10.5.2. Так и не спала. Вышла ночью за травкой. Повстречала в баре ирландца. Молчаливый и добрый с виду. Он проводил меня до дому. Ник проснулся, поворчал, что ему надоели мои ночные эндвенчесы. Ирландец понял только последнее слово. Успокоил Ника, что он, ирландец, еще никому не причинил зла, кроме самого себя.

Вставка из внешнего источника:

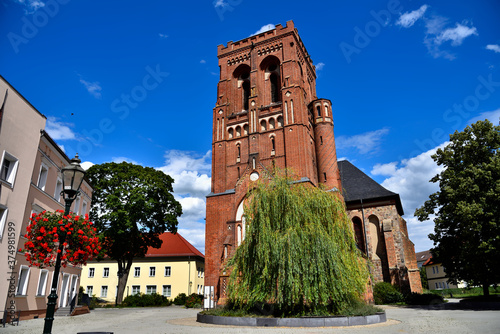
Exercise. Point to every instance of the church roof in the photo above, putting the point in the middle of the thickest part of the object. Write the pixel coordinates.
(173, 245)
(359, 187)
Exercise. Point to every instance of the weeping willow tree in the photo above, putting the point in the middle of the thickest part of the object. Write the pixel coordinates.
(299, 255)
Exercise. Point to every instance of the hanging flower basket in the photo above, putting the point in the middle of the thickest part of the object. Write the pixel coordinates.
(47, 229)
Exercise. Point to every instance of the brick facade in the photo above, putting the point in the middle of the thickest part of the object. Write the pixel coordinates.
(267, 115)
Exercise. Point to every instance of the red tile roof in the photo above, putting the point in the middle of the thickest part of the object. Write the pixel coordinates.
(173, 245)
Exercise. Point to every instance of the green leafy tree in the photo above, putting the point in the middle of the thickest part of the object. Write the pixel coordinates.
(467, 206)
(131, 206)
(299, 254)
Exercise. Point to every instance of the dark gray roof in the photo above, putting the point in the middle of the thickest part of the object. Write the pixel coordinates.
(359, 187)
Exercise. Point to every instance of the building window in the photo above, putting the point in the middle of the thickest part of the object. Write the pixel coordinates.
(42, 178)
(150, 289)
(22, 282)
(8, 168)
(3, 218)
(57, 192)
(104, 291)
(167, 290)
(42, 282)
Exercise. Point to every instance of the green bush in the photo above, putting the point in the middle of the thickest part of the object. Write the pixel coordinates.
(143, 300)
(385, 293)
(180, 299)
(194, 301)
(424, 299)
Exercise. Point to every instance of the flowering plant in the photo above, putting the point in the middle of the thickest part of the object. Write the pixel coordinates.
(47, 229)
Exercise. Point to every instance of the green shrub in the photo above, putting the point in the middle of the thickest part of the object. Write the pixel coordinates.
(180, 299)
(194, 301)
(142, 300)
(385, 293)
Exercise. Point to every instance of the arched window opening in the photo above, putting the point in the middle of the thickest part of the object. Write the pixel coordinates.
(246, 94)
(280, 121)
(358, 233)
(275, 87)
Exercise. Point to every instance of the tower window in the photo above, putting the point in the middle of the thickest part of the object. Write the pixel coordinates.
(275, 94)
(246, 93)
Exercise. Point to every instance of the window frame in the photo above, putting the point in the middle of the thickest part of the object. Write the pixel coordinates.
(11, 170)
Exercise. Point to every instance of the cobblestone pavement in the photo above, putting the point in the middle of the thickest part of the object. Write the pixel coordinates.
(174, 319)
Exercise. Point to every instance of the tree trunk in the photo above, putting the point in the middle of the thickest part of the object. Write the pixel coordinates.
(123, 271)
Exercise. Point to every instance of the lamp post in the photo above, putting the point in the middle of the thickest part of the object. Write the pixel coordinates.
(72, 179)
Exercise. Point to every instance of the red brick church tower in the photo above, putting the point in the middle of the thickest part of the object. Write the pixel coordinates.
(267, 114)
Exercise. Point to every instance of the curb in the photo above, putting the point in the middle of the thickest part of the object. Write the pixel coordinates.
(293, 322)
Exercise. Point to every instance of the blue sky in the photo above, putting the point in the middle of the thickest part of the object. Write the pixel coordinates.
(136, 81)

1.1.1. Возила советскую на Брайтон-бич. Сфотографировались у океана. Хотела сделать наш двойной портрет, но, как назло, некому было щелкнуть. Она в отпаде. Готова рыдать над этой законсервированной бабелевской Одессой. Купила полпаунда селедки и маленькую икру. Интересно смотреть на все ее глазами. Сыграли шутку в меховом ателье. Снялись в дорогих шубах. Я – в голубой норке до полу, она – в ондатровом полушубке. Сказали продавщице, что предъявим мужьям фотографии, чтобы они сами решили, какая из шуб лучше. Выберут и купят. Взмокли, как мыши, пока все перемеряли. Зашли к матери. Это чудовище живет, чтобы меня терзать. Она купила себе очередное манто. Померили на советскую – тютелька в тютельку. Но мать вцепилась зубами – не перепродаст. Она с беднотой не торгует. Все забыла. Как экономила каждую копейку, которую там не на что было тратить. Разве что на ковры. Но у нее всегда была куриная память. Р. определил мою мать как типичную представительницу черты оседлости, попавшую в рай беспересадочным путем. Когда Р. заводится, он говорит, что я такая же б…, как мамаша, потом похлеще, а потом хоть святых выноси. В такие минуты он напоминает мне Натана из «Софис чойз». Не хотела бы я кончать свою жизнь с Р., хватив напоследок цианистого калия. Конечно, Освенцим это не совдеп, но и у наших отбирали детей, и наши, возвращаясь после многолетней отсидки, их не находили. Мы с советской и с Р. долго трепались на эту тему. Р. утверждал, что евреям нечего делать в России, что Америке евреи на пользу, России во вред. Что обострение национальных проблем в нынешней России кончится очередным еврейским погромом. Когда он узнал, что у советской трое детей, схватился за голову. Сказал ей, что у нее потеря волевого импульса. Потеря волевого импульса, по мнению Р., – болезнь интеллигенции в тоталитарных странах. Для евреев такая болезнь может оказаться смертельной. Р. говорил безапелляционно, и советская приуныла. Я сказала Р. в ее защиту, что все не могут уехать, кто-то должен учить, лечить, неужели одни идиоты. Р. ответил, что там, где народ семьдесят лет занимается самоуничтожением, никакие врачи и учителя не помогут. Тем более евреи. Перестройка напоминает ему труп, который вздрагивает от конвульсий. Я не знаю, зачем он так напустился на советскую, если сам недавно говорил мне, что, будь он сейчас в России, неизвестно, уехал бы или нет.